James Moore wrote:
On Thu, Sep 11, 2008 at 5:46 AM, Allen Wittenauer <[EMAIL PROTECTED]> wrote:
On 9/11/08 2:39 AM, "Alex Loddengaard" <[EMAIL PROTECTED]> wrote:
I've never dealt with a large cluster, though I'd imagine it is managed the
same way as small clusters:
Maybe. :)
Depends how often you like to be paged, doesn't it :)
Instead, use a real system configuration management package such as
bcfg2, smartfrog, puppet, cfengine, etc. [Steve, you owe me for the plug.
:) ]
Yes Allen, I owe you beer at the next apachecon we are both at.
Actually, I think Y! were one of the sponsors at the UK event, so we owe
you for that too.
Or on EC2 and its competitors, just build a new image whenever you
need to update Hadoop itself.
1. It's still good to have as much automation of your image build as you
can; if you can build new machine images on demand you have have
fun/make a mess of things. Look at http://instalinux.com to see the web
GUI for creating linux images on demand that is used inside HP.

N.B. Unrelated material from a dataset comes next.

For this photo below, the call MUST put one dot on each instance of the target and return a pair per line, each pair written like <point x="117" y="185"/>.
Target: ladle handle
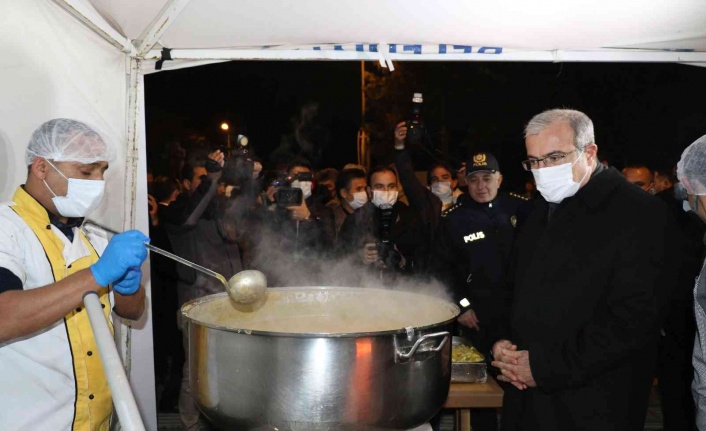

2. When you try and bring up everything from scratch, you have a
choreography problem. DNS needs to be up early, and your authentication
system, the management tools, then the other parts of the system. If you
have a project where hadoop is integrated with the front end site, for
example, you're app servers have to stay offline until HDFS is live. So
it does get complex.
3. The Hadoop nodes are good here in that you aren't required to bring
up the namenode first; the datanodes will wait; same for the task
trackers and job tracker. But if you, say, need to point everything at a
new hostname for the namenode, well, that's a config change that needs
to be pushed out, somehow.
I'm adding some stuff on different ways to deploy hadoop here:
http://wiki.smartfrog.org/wiki/display/sf/Patterns+of+Hadoop+Deployment
-steve